This map illustrates the numerous star-forming clouds, called cold cores, that Planck observed throughout our Milky Way galaxy. Planck, a European Space Agency mission with significant NASA participation, detected around 10,000 of these cores, thousands of which had never been seen before. Cold cores are chilly chambers of gas and dust where stellar embryos are just beginning to take shape. Some of the cold cores found by Planck are the coldest ever observed, as cold as just seven degrees above absolute zero, or minus 447 degrees Fahrenheit.
The blue data show the density of the cores, some of which are shaped more like clumps or filaments than spherical cores. Other missions, like the Herschel Space Observatory, can follow-up on the Planck discoveries, and see the structures in more detail.

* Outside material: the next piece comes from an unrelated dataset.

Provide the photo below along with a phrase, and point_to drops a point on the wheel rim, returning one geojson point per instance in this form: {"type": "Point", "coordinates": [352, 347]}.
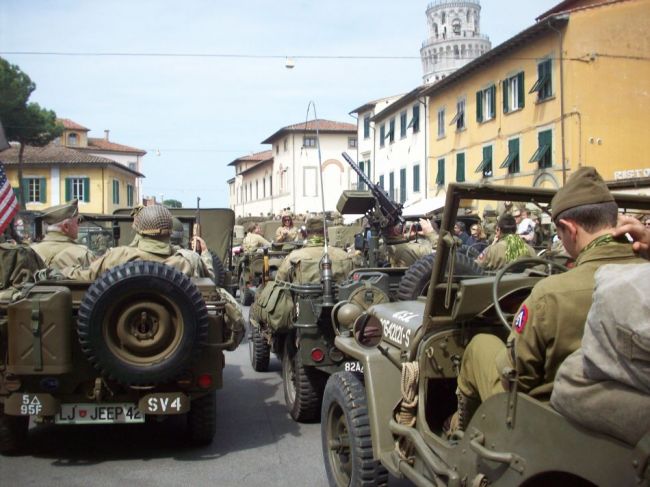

Planck is an all-sky survey mission, scanning the sky at longer wavelengths of light, ranging from infrared to radio waves. Its ultimate goal is to measure the cosmic microwave background -- ancient radiation from the Big Bang that created our universe 13.7 billion years ago. But in the process of making these precise measurements, Planck is catching objects that lie in front of the cosmic microwave background -- objects like cold cores in our galaxy, in addition to distant galaxies.
About 1,000 of the cold cores observed by Planck are being released to the public January 11, 2011, in the mission's "Early Release Compact Source Catalogue." These are the best sources of the bunch, and the coldest.